Long before the contractor's crew dug the footings for Sandhill in the middle of a peanut field, I'd already made most of the aesthetic choices -- gray exterior with white trim, white walls, white cabinets, green countertops in the kitchen (It was the 90s.), marble in the bathrooms. One thing I hadn't considered four ways from Sunday was the front door.
When the time came, I chose a full glass oval. I had already chosen full-length windows and more light coming in through the front door seemed just right, but when I told the painter the color I'd chosen he didn't hesitate to tell me I was making a bad decision.
I'd read enough issues of Country Living and Country Home (sadly, no longer a monthly publication) by that time to have learned that a red front door meant “welcome” in early American tradition. Travelers encountering a home with a red front door knew that they would be welcomed and safe at such a home. The red door ensured protection.
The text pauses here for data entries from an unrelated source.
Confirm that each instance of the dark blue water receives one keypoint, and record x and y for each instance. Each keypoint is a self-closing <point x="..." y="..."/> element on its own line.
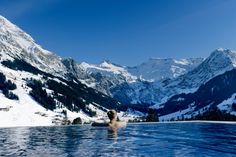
<point x="174" y="139"/>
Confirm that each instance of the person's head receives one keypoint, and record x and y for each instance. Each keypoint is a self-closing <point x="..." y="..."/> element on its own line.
<point x="112" y="115"/>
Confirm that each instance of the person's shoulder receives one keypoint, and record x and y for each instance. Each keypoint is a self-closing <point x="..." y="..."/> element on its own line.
<point x="121" y="124"/>
<point x="100" y="124"/>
"You don't want that," the painter told me. I assured him that I most certainly did. He asserted that I would grow tired of it. I assured him that I wouldn't. I refrained from telling him that it was none of his business whether I tired of it or not. In the end, of course, whether he believed that the customer is always right or not, he painted the front door red.
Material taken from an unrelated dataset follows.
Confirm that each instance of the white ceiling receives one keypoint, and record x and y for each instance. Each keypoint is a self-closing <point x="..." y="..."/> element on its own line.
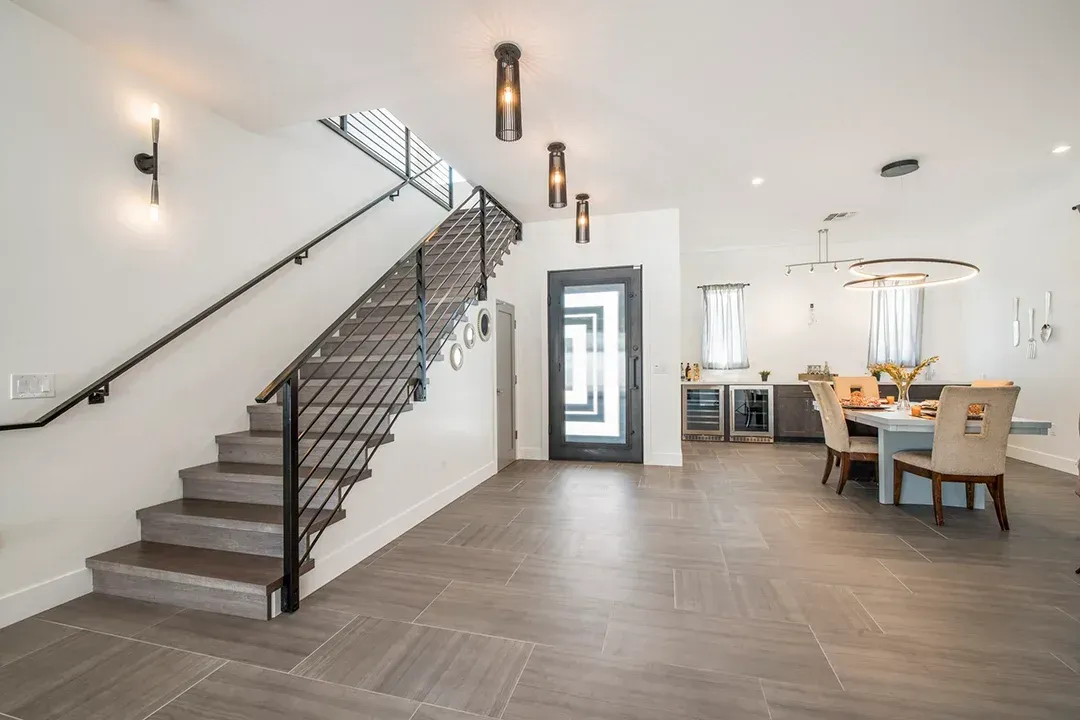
<point x="661" y="103"/>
At least five years later I handled a closing for a local woman and going through the closing papers I saw a photo of her house in the appraisal the lender had provided. "Oh," I said to my client, "your house has a red front door. My house has a red front door, too."
"I know," she said. I gave her a quizzical look. This woman had never been to my home and it was highly unlikely that she would have "just been driving by." Even if she had, she wouldn't have known the house was mine. "My painter," she said, "was also the painter for your house. He suggested a red front door, told me he'd been your painter, and that it turned out really well."
I laughed out loud.
In the years in which friends and family walked through that front door I did my best to make them feel welcome, to make them feel protected from whatever was weighing them down, keeping them up at night, or hurting their hearts. If the notes they left in the guestbook were any indication, I was successful.
I've often wished I knew how to contact that painter. I'd love to hear him tell me I was right.